The remediation pattern itself was the same across all five: subagents did the mechanical file-splitting (a 1,421-line charts.py into a facade plus eight themed sub-modules), the pre-commit hook blocked any commit that made things worse, and the authoritative test suite between batches was ground truth, with facade re-exports preserving every public import path, so from runway.optimize import compute_runway still resolves and “no behavior change” means exactly that, not “no test failures, but every caller has to rewrite its imports.”

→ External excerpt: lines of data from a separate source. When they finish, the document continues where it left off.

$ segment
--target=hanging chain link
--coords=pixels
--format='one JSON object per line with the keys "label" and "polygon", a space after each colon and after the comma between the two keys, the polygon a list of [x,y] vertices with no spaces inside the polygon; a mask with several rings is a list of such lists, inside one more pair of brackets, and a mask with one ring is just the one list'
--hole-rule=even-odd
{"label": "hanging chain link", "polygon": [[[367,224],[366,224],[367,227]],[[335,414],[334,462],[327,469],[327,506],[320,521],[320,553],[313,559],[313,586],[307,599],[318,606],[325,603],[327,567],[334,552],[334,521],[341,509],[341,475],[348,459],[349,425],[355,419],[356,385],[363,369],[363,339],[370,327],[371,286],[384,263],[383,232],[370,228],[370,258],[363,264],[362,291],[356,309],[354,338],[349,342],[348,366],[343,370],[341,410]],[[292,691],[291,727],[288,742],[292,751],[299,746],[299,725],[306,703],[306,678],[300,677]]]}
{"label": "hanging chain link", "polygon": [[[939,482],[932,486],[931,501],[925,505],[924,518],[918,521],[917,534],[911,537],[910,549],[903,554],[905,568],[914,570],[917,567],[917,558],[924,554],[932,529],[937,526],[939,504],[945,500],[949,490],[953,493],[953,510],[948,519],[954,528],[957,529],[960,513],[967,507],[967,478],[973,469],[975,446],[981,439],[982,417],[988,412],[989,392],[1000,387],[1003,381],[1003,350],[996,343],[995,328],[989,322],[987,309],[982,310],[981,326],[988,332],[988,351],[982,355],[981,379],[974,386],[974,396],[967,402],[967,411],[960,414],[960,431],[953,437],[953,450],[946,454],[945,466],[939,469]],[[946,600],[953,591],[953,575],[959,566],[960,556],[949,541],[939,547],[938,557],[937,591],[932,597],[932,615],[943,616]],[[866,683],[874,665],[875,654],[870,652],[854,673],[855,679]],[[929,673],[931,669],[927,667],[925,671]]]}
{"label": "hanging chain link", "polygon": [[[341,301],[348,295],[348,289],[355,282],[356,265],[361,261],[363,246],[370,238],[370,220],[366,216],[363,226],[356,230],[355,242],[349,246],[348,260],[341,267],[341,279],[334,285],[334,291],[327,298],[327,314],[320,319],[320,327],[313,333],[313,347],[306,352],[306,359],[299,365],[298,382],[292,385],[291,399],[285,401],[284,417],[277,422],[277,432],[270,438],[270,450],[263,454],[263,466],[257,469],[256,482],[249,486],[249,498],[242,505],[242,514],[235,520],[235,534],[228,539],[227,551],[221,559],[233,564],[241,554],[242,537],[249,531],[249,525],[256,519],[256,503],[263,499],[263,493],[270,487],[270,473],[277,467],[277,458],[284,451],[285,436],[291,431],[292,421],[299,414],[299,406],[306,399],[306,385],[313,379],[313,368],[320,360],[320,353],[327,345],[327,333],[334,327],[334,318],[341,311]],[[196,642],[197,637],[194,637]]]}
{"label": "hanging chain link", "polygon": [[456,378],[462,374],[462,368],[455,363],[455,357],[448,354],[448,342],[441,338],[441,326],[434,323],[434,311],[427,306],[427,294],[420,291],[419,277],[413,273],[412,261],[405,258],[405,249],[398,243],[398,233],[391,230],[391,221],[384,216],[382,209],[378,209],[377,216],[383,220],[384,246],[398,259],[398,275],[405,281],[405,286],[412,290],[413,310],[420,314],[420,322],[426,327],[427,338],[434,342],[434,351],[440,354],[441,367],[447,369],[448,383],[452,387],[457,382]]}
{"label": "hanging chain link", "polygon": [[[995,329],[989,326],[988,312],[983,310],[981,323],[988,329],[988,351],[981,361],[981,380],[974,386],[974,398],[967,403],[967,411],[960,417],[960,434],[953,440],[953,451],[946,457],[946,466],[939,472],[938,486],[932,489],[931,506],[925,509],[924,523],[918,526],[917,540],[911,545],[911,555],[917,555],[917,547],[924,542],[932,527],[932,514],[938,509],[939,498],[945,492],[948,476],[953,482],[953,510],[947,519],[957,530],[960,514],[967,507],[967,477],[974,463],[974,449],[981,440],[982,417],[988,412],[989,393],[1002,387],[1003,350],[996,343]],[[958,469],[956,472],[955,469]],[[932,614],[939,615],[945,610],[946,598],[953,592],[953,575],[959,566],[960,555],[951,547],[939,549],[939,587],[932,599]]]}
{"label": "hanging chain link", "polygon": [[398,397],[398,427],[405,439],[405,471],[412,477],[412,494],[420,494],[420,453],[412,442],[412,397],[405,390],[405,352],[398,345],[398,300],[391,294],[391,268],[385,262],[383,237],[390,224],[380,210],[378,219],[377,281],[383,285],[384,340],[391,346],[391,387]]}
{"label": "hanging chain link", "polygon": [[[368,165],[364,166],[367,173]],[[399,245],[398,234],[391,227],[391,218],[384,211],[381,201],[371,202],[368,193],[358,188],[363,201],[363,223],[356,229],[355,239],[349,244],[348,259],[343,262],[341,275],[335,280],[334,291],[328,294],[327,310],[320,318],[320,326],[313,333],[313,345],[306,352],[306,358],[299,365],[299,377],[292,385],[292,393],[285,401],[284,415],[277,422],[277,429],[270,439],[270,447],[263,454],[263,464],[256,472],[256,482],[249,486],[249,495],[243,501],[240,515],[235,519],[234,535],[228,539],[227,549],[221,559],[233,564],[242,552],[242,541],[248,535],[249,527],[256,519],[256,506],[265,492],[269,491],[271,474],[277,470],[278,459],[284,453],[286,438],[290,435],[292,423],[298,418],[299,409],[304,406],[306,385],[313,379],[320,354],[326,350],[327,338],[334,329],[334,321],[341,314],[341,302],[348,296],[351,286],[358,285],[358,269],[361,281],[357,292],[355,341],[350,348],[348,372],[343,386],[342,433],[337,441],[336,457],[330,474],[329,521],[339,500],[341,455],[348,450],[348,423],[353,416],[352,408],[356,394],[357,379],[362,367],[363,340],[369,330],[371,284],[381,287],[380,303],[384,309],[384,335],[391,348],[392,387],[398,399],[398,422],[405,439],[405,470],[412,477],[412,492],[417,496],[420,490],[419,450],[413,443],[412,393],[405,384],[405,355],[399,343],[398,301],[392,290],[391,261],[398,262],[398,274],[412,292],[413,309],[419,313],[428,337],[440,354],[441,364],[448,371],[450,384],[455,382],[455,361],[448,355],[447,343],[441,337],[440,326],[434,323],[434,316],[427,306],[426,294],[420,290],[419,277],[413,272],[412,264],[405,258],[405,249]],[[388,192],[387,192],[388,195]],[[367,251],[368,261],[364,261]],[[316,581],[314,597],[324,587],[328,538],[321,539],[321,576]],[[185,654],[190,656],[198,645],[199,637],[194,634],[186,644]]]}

The gate doesn’t decay; the harness does

One durability note, because it’s the deepest reason to put the structural floor in a gate rather than a harness. Anthropic’s own discipline is that every harness component encodes an assumption about what the model can’t do — re-evaluate on each model release and delete the ones it no longer needs. Run that audit and the two tools come apart. A harness is made of model-weakness bets (a separate Architect role, a cold-eye Reviewer), and they expire as the base model improves; you keep paying full freight, O(tokens × rounds × model-price), for a quality lift that shrinks. The gate’s core was never a bet about the model: model-not-god-object is a statement about what your architecture should be, and a stronger model writes the thirteenth Model field faster without making the thirteenth field acceptable. It costs ~0 per commit and the load-bearing part of it is exactly what the audit can’t retire. The thing watching your architecture should be the one input to the system that doesn’t get more expensive and less necessary over time.

Close

The k10s author went back to writing code by hand and reached the same conclusion I did from the other direction: write the architecture yourself, before you prompt. Where I’d push it further is on what happens after you write it down. Their architecture lived in their head and in CLAUDE.md — somewhere a model has to choose to honor, every commit, forever. That’s the gap two hundred good commits fell through. You don’t have to choose between vibe-coding and hand-writing every line; you have to stop trusting a model — yours, or a more expensive pipeline of them — to be the only thing standing between you and a god object. Write the invariant down once, in a form that can’t be reviewed-away or drifted-past, and let a gate that costs nothing refuse the thirteenth field on every commit. I ran that across five repos this week; the line is holding.

The transferable principle: before you adopt a tool to enforce something, check whether it’s a fact or an opinion. Facts go to a deterministic gate. Opinions go to the model. The cost-and-correctness curves point opposite directions, and they don’t cross.

Reserve the tokens for the problems that are actually opinions.